On March 15, an independent fact-finder sided with union’s demands, calling on CSU management to hike faculty pay by 5 percent and offer additional “service salary increases" — salary increases that prevent more senior employees from receiving less pay than new hires — to approximately 43 percent of the faculty.
White said the fact-finder's report broke the impasse in negotiations. He said the report — even while supporting the faculty's core contentions — also vindicated administrators' claim that the university system couldn't afford the union's demands in a one-year timeframe.
"It opened the opportunity for the CFA to say, 'Okay, let's go back, we can reconsider and we can actually solve this over three years instead of three months,'" White said.
"That happened after the fact-finding report," he added. "That changed the landscape for our conversations, and when that happened, we were able to resolve this strike pretty quickly."
"What that report ended up doing is it got us back into a focused conversation to avert the strike, because nobody — faculty, myself, anyone in this building, the leadership of our campuses — wanted this strike," White said.
White said that, despite its resolution, the contract argument points to larger problems of higher education funding in California.
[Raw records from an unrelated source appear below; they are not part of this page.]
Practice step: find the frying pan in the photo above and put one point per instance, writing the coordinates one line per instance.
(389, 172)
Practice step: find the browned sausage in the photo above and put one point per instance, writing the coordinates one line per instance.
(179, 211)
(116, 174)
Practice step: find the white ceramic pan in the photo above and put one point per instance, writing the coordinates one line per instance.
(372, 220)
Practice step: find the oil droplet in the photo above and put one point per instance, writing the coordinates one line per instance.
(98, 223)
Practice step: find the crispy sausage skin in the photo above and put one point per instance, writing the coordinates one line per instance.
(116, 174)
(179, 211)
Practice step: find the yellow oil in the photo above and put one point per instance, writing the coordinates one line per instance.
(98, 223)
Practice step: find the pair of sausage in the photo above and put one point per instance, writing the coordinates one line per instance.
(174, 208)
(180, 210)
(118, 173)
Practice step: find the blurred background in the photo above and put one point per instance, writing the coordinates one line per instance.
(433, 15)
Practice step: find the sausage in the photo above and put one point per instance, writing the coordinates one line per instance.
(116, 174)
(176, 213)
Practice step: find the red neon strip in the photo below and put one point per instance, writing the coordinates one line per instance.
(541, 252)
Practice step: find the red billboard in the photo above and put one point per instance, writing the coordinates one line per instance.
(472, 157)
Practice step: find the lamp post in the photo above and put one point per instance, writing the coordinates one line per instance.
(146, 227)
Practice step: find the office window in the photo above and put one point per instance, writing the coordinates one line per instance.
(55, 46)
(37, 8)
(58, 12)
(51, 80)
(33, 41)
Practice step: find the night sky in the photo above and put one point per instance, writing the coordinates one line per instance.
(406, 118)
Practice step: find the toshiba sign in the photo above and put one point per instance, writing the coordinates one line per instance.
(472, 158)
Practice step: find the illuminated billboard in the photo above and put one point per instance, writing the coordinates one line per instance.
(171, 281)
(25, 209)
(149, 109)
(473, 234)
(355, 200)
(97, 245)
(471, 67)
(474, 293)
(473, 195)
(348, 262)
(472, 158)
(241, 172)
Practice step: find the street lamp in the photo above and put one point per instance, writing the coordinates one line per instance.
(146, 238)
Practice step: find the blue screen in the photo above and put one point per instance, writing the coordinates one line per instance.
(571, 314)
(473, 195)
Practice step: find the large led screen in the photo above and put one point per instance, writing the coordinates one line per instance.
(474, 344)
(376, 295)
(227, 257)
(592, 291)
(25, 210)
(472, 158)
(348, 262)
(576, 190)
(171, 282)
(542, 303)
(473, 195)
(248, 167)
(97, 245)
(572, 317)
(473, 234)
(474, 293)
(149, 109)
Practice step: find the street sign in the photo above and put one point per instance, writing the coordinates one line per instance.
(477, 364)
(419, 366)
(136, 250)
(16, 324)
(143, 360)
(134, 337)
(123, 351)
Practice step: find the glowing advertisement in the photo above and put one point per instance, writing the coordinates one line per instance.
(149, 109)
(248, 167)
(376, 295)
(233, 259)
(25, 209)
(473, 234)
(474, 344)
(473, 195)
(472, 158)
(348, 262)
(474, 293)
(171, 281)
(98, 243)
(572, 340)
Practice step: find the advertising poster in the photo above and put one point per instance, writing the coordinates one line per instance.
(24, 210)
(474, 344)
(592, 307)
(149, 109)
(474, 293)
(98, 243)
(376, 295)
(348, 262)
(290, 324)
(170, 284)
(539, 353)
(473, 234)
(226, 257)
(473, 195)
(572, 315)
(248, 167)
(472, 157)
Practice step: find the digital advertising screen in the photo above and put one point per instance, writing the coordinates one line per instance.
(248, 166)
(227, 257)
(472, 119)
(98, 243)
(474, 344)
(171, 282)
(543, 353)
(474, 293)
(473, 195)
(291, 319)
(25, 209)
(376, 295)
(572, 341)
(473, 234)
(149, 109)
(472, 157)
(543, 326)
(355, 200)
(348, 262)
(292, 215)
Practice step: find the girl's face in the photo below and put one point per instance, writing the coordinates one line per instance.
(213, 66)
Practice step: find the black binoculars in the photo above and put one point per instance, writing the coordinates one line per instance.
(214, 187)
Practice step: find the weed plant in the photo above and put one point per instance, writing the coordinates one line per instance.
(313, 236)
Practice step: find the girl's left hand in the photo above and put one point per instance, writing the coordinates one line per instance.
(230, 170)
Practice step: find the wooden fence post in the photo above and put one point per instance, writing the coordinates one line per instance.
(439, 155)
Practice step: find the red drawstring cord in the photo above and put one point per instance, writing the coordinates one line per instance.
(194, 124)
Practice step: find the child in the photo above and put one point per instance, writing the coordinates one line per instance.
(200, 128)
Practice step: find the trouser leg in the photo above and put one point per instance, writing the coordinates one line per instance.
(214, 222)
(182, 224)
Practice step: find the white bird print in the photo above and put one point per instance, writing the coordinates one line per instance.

He said the state is not funding the university systems at a high enough level, calling the dispute a "symptom" of larger problems and pledging to lobby legislators and the governor for more funding.
California State Students Association president Taylor Herren — who said she was "relieved and excited" about the deal — said the agreement presages even more aggressive advocacy in Sacramento.
"We're just excited and look to both the faculty and administration to both join and include us in whatever they do moving forward," said Herren, a graduate student at Cal State Chico.